Wilska’s first full-length Finntroll album “Nattfödd” was a huge success, catapulting the band to new heights in album sales as well as festival billings and tours around the world. The upbeat troll anthem “Trollhammaren” was a bonafide hit single by any and all standards, but the band chose to cast aside fortune and fame, and take a completely different approach on their next album. The pitch-black and austere “Ur Jordens Djup” saw yet another crucial line-up change, as Wilska stepped down and handed his mic to Vreth, a versatile prodigy of Swedish-speaking decent, as was Katla, who was rehired as the band’s freestanding lyricist. Despite the more underground and black metalish approach, the band toured relentlessly around the world, broadening their popularity.
“Nifelvind” took the band’s cinematic elements to the next level and introduced an even wider spectrum of folk influences from different parts of the globe.

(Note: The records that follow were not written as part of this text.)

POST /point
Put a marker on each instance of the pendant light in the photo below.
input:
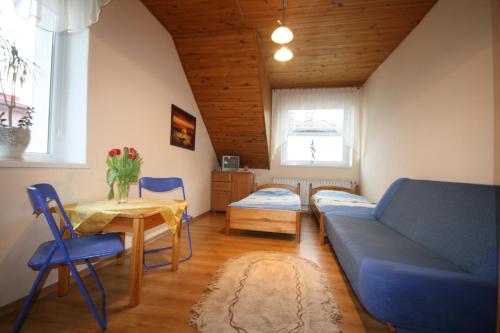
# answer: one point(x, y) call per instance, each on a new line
point(283, 54)
point(283, 35)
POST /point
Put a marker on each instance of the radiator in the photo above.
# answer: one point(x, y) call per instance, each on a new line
point(304, 185)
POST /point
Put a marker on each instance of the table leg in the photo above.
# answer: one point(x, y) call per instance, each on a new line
point(136, 257)
point(120, 257)
point(176, 248)
point(63, 270)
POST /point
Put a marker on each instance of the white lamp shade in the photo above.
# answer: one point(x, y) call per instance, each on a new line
point(283, 54)
point(282, 35)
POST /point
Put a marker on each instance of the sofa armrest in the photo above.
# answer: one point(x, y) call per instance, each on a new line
point(427, 299)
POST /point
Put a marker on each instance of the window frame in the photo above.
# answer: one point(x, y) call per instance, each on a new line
point(61, 123)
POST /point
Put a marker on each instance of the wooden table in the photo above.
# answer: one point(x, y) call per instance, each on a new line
point(136, 224)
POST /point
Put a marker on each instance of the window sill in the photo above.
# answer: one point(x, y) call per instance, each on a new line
point(31, 163)
point(306, 165)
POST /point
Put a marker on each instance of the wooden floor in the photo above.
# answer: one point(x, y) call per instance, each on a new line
point(167, 296)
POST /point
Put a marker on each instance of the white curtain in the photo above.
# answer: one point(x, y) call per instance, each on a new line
point(313, 99)
point(62, 15)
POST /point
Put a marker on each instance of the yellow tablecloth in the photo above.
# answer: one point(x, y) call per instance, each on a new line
point(90, 218)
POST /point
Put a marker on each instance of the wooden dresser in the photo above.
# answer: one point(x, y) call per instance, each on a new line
point(228, 187)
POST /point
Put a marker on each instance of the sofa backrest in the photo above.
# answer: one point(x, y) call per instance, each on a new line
point(455, 221)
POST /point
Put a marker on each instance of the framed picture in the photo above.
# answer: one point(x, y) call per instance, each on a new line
point(182, 128)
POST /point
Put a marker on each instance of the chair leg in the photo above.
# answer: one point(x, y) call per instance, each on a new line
point(166, 263)
point(29, 300)
point(101, 321)
point(101, 291)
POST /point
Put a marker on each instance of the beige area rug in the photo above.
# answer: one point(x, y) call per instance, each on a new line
point(267, 292)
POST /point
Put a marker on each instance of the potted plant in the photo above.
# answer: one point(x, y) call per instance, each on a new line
point(124, 168)
point(14, 70)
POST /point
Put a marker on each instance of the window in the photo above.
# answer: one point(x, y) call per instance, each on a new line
point(315, 127)
point(314, 137)
point(57, 88)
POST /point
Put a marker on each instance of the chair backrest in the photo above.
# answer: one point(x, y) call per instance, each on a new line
point(40, 196)
point(161, 185)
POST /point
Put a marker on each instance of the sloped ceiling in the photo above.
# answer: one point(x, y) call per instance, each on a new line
point(227, 54)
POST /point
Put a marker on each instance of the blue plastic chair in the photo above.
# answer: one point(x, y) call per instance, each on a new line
point(166, 185)
point(66, 251)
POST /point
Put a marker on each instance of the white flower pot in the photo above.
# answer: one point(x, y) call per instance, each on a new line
point(13, 142)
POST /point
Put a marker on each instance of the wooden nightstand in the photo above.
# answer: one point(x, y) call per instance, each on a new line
point(228, 187)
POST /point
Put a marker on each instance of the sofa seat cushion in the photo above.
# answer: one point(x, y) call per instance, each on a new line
point(401, 282)
point(455, 221)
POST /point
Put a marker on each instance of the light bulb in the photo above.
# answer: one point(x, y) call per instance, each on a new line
point(283, 54)
point(282, 35)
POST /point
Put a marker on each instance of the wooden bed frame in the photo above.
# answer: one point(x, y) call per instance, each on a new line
point(320, 217)
point(280, 221)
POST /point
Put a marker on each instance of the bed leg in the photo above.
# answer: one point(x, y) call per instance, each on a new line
point(321, 229)
point(228, 220)
point(297, 227)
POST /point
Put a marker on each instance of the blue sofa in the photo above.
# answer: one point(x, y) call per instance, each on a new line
point(425, 259)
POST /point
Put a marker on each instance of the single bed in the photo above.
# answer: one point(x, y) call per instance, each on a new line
point(271, 208)
point(337, 200)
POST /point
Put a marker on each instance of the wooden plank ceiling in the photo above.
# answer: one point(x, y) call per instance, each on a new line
point(227, 54)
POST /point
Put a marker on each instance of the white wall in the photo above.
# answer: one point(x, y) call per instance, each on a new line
point(134, 76)
point(428, 109)
point(496, 86)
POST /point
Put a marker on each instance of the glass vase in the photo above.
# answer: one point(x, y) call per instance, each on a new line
point(123, 188)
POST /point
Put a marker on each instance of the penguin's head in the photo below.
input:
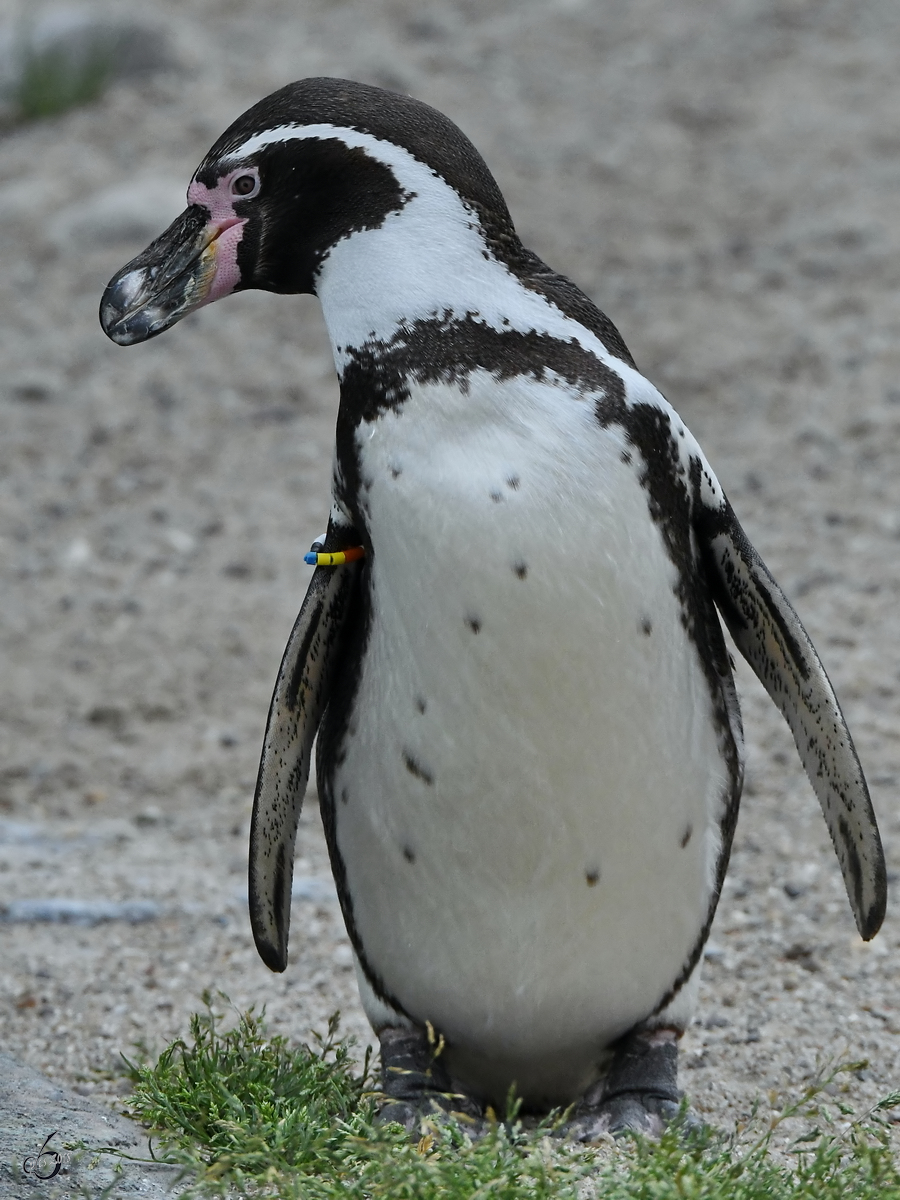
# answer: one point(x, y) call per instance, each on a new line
point(300, 172)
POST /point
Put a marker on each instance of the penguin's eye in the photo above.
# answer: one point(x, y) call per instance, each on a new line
point(245, 185)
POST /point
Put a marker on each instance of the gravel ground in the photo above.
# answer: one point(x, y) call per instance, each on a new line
point(724, 181)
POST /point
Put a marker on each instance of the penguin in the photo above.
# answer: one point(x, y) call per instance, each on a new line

The highly unusual “mariachi band from hell” mixture, spiced up with a steampunk meets troll ears visual image, hit the bull’s eye: The album charted #8 in Finland and #31 in Germany. “Blodsvept” continued where “Nifelvind” left off with a slightly more aggressive and carnevalistic approach with unpredictable twists and turns that vary from Danny Elfman-esque trickery to swing music and everything in between.
The band had cemented their position early on at the very top of their game, often regarded as one of the pioneers and leaders of the folk metal scene, but it’s not an easy task to reinvent oneself with every single release. It took seven years, but Finntroll is back with yet another vastly innovative jaw-dropper!

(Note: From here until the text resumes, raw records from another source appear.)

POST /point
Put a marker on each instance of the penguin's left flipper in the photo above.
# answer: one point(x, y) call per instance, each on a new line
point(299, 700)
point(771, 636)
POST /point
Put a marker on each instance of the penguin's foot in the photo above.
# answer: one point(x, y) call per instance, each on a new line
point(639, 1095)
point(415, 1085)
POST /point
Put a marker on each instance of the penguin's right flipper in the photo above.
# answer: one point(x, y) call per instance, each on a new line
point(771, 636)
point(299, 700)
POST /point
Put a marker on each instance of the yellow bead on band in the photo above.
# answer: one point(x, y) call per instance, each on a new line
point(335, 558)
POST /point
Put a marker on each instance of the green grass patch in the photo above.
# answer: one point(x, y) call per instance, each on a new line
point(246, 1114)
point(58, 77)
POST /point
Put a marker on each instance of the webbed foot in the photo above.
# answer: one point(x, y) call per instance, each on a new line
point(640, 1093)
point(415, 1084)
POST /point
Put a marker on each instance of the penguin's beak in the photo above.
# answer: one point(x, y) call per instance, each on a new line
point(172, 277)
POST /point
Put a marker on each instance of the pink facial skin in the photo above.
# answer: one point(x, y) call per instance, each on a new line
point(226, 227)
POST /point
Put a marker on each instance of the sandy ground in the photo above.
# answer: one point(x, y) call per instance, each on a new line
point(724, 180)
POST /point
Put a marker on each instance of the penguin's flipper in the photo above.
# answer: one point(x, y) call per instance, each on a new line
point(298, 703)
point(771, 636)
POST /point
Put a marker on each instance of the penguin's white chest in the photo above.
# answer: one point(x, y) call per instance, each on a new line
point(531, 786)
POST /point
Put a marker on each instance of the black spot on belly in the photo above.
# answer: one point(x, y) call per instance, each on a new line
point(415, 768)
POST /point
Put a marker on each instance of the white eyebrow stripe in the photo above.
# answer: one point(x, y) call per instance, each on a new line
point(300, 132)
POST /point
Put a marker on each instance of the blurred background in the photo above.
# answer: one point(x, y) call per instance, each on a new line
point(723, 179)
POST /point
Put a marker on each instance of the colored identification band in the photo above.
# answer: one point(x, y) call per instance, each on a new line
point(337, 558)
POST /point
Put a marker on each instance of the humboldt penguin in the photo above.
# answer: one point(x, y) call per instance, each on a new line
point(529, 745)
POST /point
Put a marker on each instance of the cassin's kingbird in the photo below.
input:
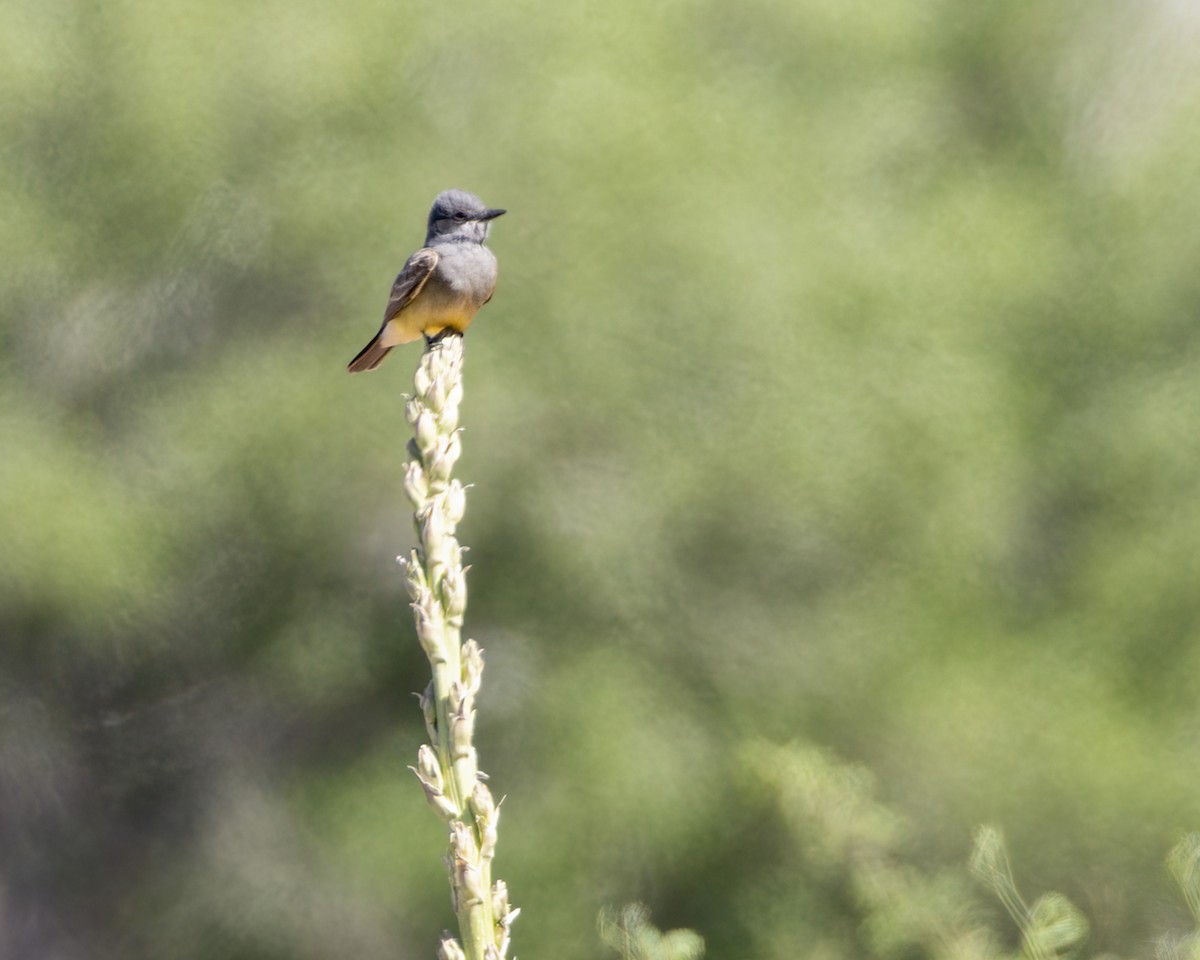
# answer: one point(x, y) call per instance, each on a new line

“We must have written an album’s worth of material, but we decided to put the songs on hold and write new ones. Now, with ‘Vredesvävd,’ I have zero regrets. It has the best and most aggressive vocal performances that I’ve ever heard from Vreth”, says Trollhorn.

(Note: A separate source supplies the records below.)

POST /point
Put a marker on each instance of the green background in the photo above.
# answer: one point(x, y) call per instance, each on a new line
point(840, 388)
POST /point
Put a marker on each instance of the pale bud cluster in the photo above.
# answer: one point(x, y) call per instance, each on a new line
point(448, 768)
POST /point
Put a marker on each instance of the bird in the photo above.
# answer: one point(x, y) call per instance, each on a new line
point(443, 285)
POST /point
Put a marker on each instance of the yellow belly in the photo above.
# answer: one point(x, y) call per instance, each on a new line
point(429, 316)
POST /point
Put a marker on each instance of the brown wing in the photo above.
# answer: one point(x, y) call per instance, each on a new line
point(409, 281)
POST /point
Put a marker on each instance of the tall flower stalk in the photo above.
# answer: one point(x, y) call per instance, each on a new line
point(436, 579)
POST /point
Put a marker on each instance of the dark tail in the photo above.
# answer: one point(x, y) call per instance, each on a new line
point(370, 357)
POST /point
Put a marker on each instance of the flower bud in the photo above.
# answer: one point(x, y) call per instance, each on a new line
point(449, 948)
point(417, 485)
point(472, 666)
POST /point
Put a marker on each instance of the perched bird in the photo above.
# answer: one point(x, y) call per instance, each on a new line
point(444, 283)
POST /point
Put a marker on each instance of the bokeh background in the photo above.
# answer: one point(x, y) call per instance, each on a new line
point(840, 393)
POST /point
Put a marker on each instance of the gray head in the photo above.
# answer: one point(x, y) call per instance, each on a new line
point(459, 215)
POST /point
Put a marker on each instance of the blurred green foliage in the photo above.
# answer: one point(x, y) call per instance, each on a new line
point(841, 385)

With another milestone on their hands, the first with drummer Heikki “mörkÖ” Saari who joined the ranks in 2014, Finntroll are sharpening their teeth and grinding their axes for the next attack over mankind. One cannot but marvel the endless spring of creativity of these fine Finnish musical anarchists.
“We are really looking forward to getting back to touring full time again, even though we never completely left the road at any point. Right now extensive plans to tour all over the globe are being forged!” Vreth declares.